De premiers résultats ont montré que le développement
de tels mix semble possible, avec un coût de production
d’hydrogène potentiellement compétitif [3]. Il reste que, là
encore, la concurrence avec les autres types de demande
flexible est à examiner en détails pour préciser les
opportunités réelles.
Un usage de l’hydrogène qui devient
économiquement viable pour des applications « site
isolé »
Loin de s’opposer aux batteries, l’hydrogène comme
moyen de stockage pour sécuriser l’approvisionnement
électrique de sites dits «isolés» apparait très
complémentaire. Le stockage via l’hydrogène est plutôt
utilisé avec un rythme saisonnier, quand les batteries
assurent les variations journalières de la demande.
Il apparait que, couplée à une installation photovoltaïque,
la « chaine hydrogène » constituée d’un électrolyseur,
d’un stockage et d’une pile à combustible, ne représente
qu’une part modeste du coût de production de
l’électricité, mais qu’elle réduit très significativement le
dimensionnement du banc de batteries.

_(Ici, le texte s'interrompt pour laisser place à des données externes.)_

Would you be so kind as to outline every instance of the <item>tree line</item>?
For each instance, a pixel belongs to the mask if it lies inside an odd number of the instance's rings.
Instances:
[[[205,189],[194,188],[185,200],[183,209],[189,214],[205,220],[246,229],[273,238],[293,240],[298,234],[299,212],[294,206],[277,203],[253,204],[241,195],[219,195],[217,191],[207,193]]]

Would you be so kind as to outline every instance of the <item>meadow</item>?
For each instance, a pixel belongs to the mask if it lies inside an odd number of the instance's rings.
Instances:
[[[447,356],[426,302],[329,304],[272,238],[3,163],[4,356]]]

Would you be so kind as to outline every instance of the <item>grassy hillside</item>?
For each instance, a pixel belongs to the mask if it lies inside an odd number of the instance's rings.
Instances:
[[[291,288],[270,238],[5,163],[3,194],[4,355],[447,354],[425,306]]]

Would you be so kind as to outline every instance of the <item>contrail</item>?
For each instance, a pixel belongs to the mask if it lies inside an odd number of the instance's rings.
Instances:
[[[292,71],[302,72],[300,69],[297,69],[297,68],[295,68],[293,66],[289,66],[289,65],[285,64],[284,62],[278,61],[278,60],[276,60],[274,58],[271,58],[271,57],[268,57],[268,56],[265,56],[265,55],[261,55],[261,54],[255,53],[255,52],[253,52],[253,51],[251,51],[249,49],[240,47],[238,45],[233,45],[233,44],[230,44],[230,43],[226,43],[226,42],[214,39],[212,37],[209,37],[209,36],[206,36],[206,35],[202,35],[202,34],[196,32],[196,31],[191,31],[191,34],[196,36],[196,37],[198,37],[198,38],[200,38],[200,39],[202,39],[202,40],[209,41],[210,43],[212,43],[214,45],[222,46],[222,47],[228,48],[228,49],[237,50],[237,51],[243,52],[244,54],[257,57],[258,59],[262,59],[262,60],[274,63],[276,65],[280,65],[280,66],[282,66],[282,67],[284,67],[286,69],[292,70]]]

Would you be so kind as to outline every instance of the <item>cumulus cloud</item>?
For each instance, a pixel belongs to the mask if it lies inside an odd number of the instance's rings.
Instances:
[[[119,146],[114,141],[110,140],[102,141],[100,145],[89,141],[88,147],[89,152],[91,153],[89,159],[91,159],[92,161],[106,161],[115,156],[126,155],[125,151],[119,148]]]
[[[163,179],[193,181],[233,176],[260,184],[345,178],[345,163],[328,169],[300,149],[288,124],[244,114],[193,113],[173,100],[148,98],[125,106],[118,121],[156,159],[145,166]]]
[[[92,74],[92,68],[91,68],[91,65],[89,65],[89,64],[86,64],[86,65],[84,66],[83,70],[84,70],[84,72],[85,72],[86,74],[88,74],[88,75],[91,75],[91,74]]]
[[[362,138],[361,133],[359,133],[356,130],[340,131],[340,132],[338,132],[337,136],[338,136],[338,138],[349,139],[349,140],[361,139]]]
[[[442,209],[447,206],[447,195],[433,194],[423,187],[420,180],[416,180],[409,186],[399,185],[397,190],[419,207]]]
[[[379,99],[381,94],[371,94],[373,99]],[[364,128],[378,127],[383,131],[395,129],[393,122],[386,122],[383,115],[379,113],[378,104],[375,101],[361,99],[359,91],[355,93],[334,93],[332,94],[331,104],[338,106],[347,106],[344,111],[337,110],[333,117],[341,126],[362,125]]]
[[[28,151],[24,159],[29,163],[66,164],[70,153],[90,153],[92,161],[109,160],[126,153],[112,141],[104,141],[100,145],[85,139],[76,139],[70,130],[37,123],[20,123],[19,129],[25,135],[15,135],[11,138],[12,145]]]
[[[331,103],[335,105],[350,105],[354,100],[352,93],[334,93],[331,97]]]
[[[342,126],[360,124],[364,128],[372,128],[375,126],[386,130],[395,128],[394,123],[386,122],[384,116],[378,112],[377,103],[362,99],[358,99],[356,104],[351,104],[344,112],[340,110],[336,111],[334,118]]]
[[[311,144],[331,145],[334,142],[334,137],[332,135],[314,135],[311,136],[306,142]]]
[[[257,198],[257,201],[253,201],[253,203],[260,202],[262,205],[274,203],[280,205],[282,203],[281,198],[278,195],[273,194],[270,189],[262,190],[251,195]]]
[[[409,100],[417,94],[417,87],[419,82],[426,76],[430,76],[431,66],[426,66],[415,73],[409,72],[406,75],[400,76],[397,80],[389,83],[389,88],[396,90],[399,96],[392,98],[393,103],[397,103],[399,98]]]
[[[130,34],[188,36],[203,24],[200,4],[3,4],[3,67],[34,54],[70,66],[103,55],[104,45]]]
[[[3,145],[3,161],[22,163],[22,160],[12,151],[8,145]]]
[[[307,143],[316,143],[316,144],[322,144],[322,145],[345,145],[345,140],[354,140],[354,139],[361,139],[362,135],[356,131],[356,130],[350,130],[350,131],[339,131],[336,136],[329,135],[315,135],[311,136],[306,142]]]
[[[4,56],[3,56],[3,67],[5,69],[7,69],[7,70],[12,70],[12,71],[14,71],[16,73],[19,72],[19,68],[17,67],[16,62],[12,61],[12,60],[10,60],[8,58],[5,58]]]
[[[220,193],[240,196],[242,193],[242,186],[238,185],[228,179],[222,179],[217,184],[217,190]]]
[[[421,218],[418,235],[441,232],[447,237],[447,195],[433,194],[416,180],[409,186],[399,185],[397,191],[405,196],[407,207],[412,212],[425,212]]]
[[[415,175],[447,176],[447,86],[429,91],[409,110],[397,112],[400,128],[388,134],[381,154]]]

Ainsi, dans le cas
de l’étude menée par le projet REVERSE, le surcoût de
l’électricité produite par rapport à l’alternative diesel,
pour un coût du diesel à 2€/l, se trouve réduit de moitié,
ne représentant plus que 20% grâce à la complémentarité
des deux types de stockage. De plus, pour un coût de
2,5€/l, la solution hybride hydrogène-batteries devient
compétitive par rapport à l’alternative diesel [4].
A moyen terme : le potentiel de l’électrolyse haute
température
L’électrolyse haute température est un procédé
d’électrolyse de la vapeur d’eau, opérant typiquement à
des températures de 700 à 800°C. Ce procédé permet des
gains en rendement, notamment via l’apport direct sous
forme de chaleur d’une partie de l’énergie. Cette chaleur
est fournie grâce à des systèmes d’échangeurs thermiques
entre flux entrant et sortant de l’électrolyseur, et ne
requiert donc pas de source thermique à très haute
température.
Le stack d’électrolyse haute température présente un
potentiel supplémentaire par rapport aux autres types
d’électrolyse. En effet, il permet de faire de la co-
électrolyse de dioxyde de carbone et d’eau, produisant du
gaz de synthèse valorisable de multiples façons. Par
ailleurs, le même stack d’électrolyse haute température
peut être exploité en mode réversible, permettant avec un
seul objet d’assurer soit un service de production
d’hydrogène (mode électrolyse), soit une production
d’électricité (mode pile). Ceci permet d’imaginer de
nouveaux types de système : un électrolyseur haute
température couplé à une source électrique bas carbone
pourrait devenir un procédé de production d’hydrogène
pour des applications produit chimique ou vecteur
énergétique de l’hydrogène, doublé d’un procédé de
production d’électricité en période de tension du système
électrique. Ainsi, un potentiel technique et économique
pour cette technologie est mis en évidence, mais il reste à
le démontrer en conditions réelles compte tenu de la
moindre maturité de cette technologie aujourd’hui.